Tattrie is part of a group of writers, including Lindsay Ruck, Portia Clark, Sherry Ramsey, Paul Bacon, and Sean Bedell, who brought the idea of a prize in Saunders’s memory to the Writers’ Fed last year. Tattrie, editor of Atlantic Books Today, is working on a biography of Charles Saunders called Sword and Soul to be published by McClelland and Stewart.
“When Charles died alone in 2020 and was buried in an unmarked grave, his friends and fans in Canada and the U.S. were devastated. We decided to team up to secure Charles’s legacy and honour his life,” he explains. “Our hope is that (through the prize) Charles can inspire and teach new generations of writers.”
The endowment for the Charles R. Saunders Prize currently totals $15,802. WFNS’s immediate goal is to raise another $10,000, which will make this fund sustainable and ensure the long-term existence of the cash prize at $1,000 a year.
One of the first people to step up in support of the Saunders Prize was Black journalist Sherri Borden Colley, who has committed to making a $120 donation in Saunders’s memory each year:
Contributing to this award is just one way we as a community can carry on Charles’s legacy and open up opportunities for aspiring Black journalists and writers.
Through his newspaper columns focusing on issues in Black communities, Charles got uncomfortable dialogue going about the true reality of race relations in Nova Scotia. And through those columns, his other writing, and his active involvement with the Black Journalists of Nova Scotia, Charles elevated Black voices and served as a mentor to newer Black journalists and journalism students.

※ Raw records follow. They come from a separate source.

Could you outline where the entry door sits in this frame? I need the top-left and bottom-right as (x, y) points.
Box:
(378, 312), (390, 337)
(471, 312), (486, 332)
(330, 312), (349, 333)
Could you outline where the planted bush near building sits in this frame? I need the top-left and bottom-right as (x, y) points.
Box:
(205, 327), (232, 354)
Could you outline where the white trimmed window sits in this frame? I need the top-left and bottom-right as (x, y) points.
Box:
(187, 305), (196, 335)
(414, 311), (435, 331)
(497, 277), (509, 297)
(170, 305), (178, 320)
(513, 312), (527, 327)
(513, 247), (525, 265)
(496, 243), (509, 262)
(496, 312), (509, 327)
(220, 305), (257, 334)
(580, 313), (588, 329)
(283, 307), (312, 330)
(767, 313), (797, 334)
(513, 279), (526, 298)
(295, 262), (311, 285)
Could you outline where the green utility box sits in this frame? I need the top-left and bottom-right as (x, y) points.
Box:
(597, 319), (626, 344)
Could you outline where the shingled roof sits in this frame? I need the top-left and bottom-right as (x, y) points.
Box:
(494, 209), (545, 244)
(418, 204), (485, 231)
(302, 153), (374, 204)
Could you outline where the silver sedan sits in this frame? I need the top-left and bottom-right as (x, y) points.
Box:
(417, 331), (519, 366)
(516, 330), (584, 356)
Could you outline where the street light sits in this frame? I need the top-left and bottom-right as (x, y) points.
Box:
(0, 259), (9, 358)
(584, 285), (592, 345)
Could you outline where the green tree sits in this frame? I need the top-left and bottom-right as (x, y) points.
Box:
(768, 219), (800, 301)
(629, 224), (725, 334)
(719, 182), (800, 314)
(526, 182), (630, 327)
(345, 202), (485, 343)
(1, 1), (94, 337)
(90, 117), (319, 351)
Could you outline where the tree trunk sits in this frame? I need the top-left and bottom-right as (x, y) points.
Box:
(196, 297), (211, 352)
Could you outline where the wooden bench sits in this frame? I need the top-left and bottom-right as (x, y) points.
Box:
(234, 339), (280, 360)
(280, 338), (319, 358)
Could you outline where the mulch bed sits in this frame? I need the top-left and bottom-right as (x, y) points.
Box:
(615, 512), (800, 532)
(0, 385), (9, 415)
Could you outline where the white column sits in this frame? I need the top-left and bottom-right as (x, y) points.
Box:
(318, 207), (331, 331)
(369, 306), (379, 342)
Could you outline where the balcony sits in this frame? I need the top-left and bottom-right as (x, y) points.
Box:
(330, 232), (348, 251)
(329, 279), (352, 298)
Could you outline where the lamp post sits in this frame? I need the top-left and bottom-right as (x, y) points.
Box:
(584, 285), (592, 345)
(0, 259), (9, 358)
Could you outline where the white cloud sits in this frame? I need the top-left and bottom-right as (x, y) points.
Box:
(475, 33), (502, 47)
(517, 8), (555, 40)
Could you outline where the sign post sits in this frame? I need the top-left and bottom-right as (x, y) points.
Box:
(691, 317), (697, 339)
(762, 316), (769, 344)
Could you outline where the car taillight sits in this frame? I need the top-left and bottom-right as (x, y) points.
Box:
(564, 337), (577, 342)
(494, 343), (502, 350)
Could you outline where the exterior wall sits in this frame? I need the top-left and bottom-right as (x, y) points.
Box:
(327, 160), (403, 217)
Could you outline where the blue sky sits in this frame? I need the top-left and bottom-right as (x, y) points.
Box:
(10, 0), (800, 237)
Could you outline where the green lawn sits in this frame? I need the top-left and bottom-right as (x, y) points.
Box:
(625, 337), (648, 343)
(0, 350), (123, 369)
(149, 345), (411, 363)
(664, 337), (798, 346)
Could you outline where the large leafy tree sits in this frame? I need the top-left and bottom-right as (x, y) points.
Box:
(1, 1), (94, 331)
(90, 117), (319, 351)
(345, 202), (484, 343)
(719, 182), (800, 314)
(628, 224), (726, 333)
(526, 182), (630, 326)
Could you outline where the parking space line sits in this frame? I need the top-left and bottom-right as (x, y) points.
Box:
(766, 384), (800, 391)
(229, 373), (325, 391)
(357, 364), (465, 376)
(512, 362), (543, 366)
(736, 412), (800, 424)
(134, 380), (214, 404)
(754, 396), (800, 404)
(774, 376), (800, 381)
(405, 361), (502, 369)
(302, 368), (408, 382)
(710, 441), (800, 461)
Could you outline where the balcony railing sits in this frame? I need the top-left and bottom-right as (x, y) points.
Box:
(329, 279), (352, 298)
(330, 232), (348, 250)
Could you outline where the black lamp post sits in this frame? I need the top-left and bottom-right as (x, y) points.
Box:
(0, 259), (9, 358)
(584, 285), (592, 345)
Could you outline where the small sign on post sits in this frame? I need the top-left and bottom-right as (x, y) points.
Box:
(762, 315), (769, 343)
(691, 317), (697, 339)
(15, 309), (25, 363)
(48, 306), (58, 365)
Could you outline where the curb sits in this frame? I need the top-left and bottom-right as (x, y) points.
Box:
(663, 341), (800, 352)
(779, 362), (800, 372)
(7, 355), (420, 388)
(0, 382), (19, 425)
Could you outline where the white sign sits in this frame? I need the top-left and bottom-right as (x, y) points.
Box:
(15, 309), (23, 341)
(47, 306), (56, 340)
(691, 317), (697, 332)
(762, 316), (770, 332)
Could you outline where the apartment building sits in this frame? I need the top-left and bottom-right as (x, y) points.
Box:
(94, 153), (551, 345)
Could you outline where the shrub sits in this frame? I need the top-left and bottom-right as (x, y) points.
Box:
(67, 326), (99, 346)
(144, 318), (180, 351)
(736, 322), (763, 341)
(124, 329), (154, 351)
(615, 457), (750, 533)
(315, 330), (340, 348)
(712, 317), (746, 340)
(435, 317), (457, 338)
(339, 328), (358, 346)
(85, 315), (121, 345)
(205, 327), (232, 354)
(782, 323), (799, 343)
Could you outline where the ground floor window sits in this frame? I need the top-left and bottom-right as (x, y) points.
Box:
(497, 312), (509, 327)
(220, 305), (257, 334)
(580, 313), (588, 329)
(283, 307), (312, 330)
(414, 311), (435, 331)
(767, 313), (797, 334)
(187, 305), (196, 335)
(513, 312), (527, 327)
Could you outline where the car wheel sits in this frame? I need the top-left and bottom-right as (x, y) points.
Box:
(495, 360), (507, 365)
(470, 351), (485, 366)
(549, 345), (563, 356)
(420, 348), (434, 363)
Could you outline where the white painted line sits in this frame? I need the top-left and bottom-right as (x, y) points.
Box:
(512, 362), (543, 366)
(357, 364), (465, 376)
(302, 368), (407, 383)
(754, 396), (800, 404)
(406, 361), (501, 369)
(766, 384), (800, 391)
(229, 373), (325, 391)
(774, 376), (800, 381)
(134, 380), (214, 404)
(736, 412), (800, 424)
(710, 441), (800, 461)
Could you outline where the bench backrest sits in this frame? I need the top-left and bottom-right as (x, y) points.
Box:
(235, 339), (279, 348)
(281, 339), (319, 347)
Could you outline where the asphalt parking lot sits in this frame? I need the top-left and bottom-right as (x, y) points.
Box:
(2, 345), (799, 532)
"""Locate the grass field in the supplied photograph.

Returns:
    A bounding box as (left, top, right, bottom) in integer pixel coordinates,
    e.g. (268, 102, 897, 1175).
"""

Through this prize, Charles will be remembered and his name will continue to be spoken.
To ensure the Charles R. Saunders Prize is sustainable, the Writers’ Federation seeks to raise money for its endowment. Charitable tax receipts will be issued for all contributions $10 and above.
The Charles R. Saunders Prize is one of three Emerging Writers Prizes offered by WFNS. The other prizes include the Elizabeth Venart Prize, for emerging writers who identify as women and/or as other marginalized genders, and the Senator Don Oliver Black Voices Prize, for emerging writers who identify as Black and/or African Nova Scotian.
The Saunders, Venart, and Oliver prizes are open to writers who have published no more than one book-length literary project. Writers eligible for more than one prize will send in just a single submission package and submission fee. Submissions for 2024 prizes are due Oct 20, 2023.